Senin, 01 Maret 2010

Suatu Kuliah di Pagi Hari :)

Ini cerita tentang salah satu kuliah gw di SBM, yaitu Religious Study alias pelajaran Agama. Beda dengan jurusan lain sesama ITB yang pelajaran agamanya benar-benar berdasarkan agama yang dianut, kalo di SBM pelajarannya jadi lebih general.
Maksudnya, kita lebih mempelajari tentang issue-issue yang berkaitan dengan masalah kepercayaan. Kayak tentang euthanasia, bunuh diri, dan lain-lain. Cukup menarik sebenernya kalo pelajarannya dibawa sesuai konteks.

Minggu lalu, kebetulan dosen tamu yang mengajar pelajaran ini. Dan karena gw terlambat 15 menit, gw ga tau namanya. But, he's Ph.D holder from university in Japan, so he must be very smart or something. Yah, pokoknya gw yang biasa males-malesan denger kuliah Religious Study (hehe), hari itu jadi cukup serius mendengarkan beliau berbicara (berhubung cara penyampaiannya juga bagus)

Ini poin-poin yang masih terngiang-ngiang di kepala gw (yang masih gw inget untuk dituangkan dalam blog ini plus gw tambahin opini pribadi tentu saja)


1. Pentingnya Mempercayai Tuhan

Seperti yang udah kita ketahui, Jepang yang merupakan salah satu Macan Asia, adalah sebuah negara yang maju nan kaya. Pendapatan per kapitanya termasuk yang paling tinggi se-Asia. Dan siapa yang ngga kenal produk Jepang macam Sony, Toyota, atau Honda?

Dosen gw cerita, para pekerja di Jepang itu masuk kantor jam 8 pagi dan pulang paling cepat jam 12 malam (ini mah namanya kerja rodi ya?). Tapi memang sih gajinya kalau dirupiahkan bisa sampai sekian ratus juta per bulan. Tapi, apa gunanya sih kalo punya uang banyak tapi ga punya waktu luang? Kapan menikmati uangnya? Mana tingkat persaingan di sana bisa dibilang cukup sangar pula.

Oleh karena itu tidak mengherankan tingkat depresi di Jepang bisa dibilang sangat tinggi. Kalo ga salah denger, bahkan angka bunuh diri di negara itu bisa mencapai 400 ribu orang (entah per bulan atau per tahun, gw lupa.. kayaknya sih per tahun). Kalo baca komik-komik samurai, memang bangsa Jepang ini punya budaya bunuh diri yang telah mengakar.. entah lewat seppuku atau harakiri, demi menjaga kehormatan mereka setelah melakukan kesalahan atau kegagalan (yah walau sumbernya dari komik, tapi cukup memberikan gambaran sepintaslah, secara orang Jepang kalo bikin komik juga pake referensi).

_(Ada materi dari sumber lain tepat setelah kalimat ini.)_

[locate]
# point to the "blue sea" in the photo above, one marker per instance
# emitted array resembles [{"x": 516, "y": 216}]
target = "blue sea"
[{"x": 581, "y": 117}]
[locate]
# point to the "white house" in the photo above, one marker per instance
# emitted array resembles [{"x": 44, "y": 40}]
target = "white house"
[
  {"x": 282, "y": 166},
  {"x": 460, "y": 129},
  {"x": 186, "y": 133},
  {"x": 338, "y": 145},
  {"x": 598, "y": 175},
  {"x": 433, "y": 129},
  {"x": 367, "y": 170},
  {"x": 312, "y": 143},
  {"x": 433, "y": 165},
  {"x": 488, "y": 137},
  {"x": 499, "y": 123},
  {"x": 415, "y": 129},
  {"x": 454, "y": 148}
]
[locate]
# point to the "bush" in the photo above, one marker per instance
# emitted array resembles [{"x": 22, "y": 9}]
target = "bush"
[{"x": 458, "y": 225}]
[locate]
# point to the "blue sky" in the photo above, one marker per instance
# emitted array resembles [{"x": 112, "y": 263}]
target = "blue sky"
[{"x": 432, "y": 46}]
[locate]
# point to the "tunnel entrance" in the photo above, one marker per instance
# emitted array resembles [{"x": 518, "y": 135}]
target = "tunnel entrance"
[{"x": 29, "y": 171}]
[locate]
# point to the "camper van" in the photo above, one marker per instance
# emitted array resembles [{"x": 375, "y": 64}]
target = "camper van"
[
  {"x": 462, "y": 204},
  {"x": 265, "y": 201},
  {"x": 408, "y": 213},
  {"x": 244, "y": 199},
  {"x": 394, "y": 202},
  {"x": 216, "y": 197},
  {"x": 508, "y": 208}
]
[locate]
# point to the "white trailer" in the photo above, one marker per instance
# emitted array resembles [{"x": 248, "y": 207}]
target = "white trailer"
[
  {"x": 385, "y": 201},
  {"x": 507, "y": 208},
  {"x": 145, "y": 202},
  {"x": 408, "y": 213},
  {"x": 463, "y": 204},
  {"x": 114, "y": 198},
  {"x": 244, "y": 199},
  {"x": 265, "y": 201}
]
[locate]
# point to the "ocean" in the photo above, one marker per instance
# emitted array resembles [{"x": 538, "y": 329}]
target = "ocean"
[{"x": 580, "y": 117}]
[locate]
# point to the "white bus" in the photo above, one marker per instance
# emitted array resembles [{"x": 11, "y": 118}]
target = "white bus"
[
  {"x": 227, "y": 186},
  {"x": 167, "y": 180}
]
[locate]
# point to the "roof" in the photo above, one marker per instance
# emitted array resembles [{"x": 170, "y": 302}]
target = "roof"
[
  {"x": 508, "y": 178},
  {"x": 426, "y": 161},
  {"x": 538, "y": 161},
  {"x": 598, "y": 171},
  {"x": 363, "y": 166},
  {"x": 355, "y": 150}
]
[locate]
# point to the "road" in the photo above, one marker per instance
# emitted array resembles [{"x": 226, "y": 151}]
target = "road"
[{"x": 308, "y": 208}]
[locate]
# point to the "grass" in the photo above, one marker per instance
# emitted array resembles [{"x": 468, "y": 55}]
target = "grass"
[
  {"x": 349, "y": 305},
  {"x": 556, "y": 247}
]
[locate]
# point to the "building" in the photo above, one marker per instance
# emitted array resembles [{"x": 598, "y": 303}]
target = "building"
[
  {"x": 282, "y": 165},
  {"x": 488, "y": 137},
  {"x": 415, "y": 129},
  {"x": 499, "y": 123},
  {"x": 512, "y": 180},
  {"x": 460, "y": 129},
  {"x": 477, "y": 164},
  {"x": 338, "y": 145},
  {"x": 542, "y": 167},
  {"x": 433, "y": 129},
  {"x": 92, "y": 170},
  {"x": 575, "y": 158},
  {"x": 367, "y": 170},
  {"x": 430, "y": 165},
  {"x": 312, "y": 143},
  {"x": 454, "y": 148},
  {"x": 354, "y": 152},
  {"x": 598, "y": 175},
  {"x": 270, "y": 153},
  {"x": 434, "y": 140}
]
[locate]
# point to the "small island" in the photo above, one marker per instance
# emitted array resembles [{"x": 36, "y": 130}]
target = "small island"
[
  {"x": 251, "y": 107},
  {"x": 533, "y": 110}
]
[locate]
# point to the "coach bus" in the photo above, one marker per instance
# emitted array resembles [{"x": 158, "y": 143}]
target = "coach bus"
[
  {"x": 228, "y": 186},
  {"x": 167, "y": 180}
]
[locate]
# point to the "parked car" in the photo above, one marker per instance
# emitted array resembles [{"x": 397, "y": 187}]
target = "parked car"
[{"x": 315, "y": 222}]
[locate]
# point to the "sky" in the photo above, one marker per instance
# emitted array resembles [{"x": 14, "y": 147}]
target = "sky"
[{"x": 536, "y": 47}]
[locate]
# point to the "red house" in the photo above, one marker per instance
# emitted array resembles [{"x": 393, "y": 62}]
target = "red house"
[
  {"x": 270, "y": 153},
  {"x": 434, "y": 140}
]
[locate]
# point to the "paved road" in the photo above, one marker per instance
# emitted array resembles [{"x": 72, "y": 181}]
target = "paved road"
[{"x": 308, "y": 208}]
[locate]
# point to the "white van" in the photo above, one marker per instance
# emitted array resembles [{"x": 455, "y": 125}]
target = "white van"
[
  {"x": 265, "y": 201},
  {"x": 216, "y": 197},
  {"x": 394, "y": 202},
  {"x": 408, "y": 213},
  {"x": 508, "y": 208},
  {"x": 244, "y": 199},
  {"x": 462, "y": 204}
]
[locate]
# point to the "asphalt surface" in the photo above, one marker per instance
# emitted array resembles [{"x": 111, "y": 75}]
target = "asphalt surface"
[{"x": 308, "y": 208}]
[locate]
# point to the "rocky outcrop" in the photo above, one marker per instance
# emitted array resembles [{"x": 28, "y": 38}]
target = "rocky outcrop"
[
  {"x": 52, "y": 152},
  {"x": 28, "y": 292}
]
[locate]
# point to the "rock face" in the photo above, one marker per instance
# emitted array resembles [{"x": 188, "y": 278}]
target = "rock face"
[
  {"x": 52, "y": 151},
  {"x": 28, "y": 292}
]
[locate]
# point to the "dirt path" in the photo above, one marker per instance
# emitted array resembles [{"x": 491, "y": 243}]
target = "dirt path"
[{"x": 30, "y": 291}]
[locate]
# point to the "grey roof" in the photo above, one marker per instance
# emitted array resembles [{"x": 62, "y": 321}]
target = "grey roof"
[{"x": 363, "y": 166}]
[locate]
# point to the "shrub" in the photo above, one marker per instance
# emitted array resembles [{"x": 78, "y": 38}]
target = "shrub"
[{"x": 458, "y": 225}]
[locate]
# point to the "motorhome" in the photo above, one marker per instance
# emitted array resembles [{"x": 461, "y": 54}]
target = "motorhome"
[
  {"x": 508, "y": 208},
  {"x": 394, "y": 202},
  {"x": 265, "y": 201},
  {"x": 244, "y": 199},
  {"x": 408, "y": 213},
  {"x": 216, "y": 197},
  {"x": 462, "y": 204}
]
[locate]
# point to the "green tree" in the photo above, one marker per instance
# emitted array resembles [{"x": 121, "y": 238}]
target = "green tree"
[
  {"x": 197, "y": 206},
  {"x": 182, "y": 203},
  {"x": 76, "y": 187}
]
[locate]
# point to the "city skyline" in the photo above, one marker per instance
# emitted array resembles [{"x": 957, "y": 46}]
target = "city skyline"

(Hmm... coba para koruptor di Indonesia punya rasa gengsi setinggi orang Jepang, mungkin tiap hari isinya berita bunuh diri terus :p)

Kata dosen gw itu lagi, andai bangsa Jepang lebih percaya kepada Tuhan, mungkin mereka ga akan semudah itu memilih jalan bunuh diri ketika mereka depresi atau melakukan kegagalan. Jika mereka percaya masih ada dunia lain setelah kematian, masih ada surga dan neraka, mungkin mereka ga akan segampang itu loncat dari atap gedung.

Mereka memang memiliki agama resmi sih, yaitu Shinto. Tapi kalo kata temen gw yang kakaknya kuliah di Jepang, Shinto itu sendiri lebih merupakan "budaya", bukan "agama". Budaya adalah hasil kreasi akal manusia, sementara agama berasal dari kekuatan lain Yang Maha Besar. Dan orang Jepang paling cuma ke kuil setiap tahun baru atau saat ada perayaan tertentu. Agama tidak menjadi landasan hidup mereka.

Padahal kan kalo kita punya agama kita bisa mengeluhkan segalanya pada Tuhan. Pada Allah SWT. Lagi depresi pun, kita selalu punya tempat mengadu dan bersandar sehingga kita ga perlu sampai putus asa dan bunuh diri segala. Meski wujud nyata-Nya tidak bisa dipertanyakan, keberadaan-Nya terasa di hati, lebih dekat daripada urat nadi.